At first, the detours aren’t unpleasant. When Rory decides on Yale over Harvard, she’s hardly choosing a bleak path, but it’s the first indication that the characters long-held certainties can be shaken. And one by one, they aren’t just shaken, but broken.

At the end of season five, Rory has gone from a model youth to an adulterer who wrecked a marriage, a college dropout with an arrest record, a mediocre journalist who is the beneficiary of nepotism despite her fierce belief in meritocracy, and generally become a whiny, complacent, ungrateful jerk. Over the course of her high school and college career, her romantic life went from perfect – dating Dean who, despite later retconning to be a bit of a dummy, starts off as a dreamboat who reads Hunter S. Thompson – to getting her heart stomped on by Jess’s inability to let go of his own idealized version of what reality should be, and then falling for Logan, who’s only kind of into her, and whose family thinks she’s basically trash. Worst of all, and devastating to the most central thesis of the show, Rory and Lorelai don’t even seem to like each other that much anymore. It’s so great.

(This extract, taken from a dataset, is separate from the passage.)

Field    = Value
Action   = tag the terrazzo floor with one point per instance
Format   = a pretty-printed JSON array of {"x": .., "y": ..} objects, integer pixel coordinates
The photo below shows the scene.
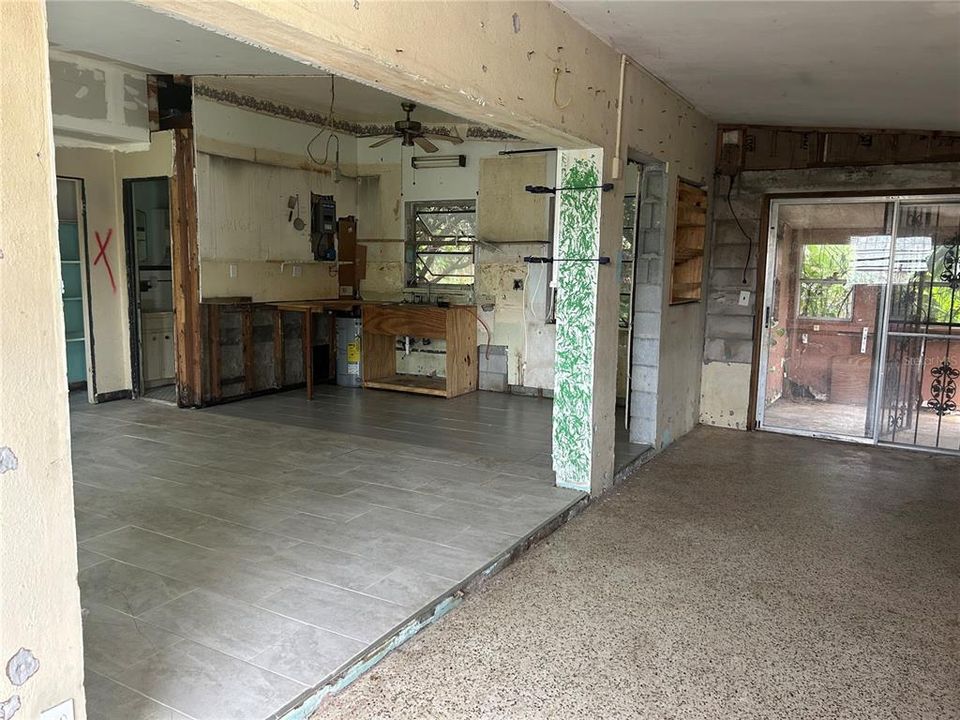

What should be the happiest moment for Lorelai and Luke – a daydream of so many fans who spent episode after episode watching the bad timing and bad luck that kept Luke and Lorelai apart for years – a marriage proposal, is emotionally ambiguous at best. Lorelai finally drops her independence, and asks Luke to marry her, but she’s on the verge of tears, and not tears of joy. Over sixteen years, she built a narrative of her and her daughter against the world, or at least against the world her parents inhabit, and in that moment, she no longer has her daughter, and she can’t actually do everything herself. She isn’t super-powered. Her proposal is the tacit recognition of all of that, and it’s heartbreaking. Luke doesn’t even say yes. In my version of the series, the last word we’d ever hear is his response: “What?”

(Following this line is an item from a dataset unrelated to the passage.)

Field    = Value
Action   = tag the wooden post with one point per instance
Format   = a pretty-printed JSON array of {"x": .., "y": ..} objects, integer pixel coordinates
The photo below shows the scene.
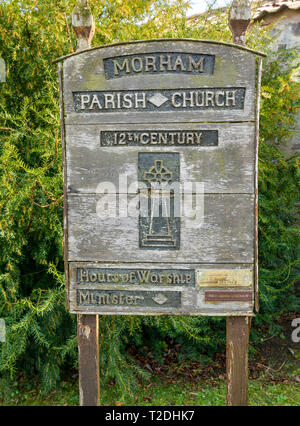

This is why I love Gilmore Girls. It isn’t a happy story, though there are so many moments of lightness and laughter. It’s about how all plans are ruined, sometimes by things out of our control, and sometimes by our own doing. On television, life, in all its humble, dirty grimness, is rarely given such a long arc, such a sugar coating before it gets sucked down to a bittersweet center. Life takes its own path, and wherever it leads, we just follow.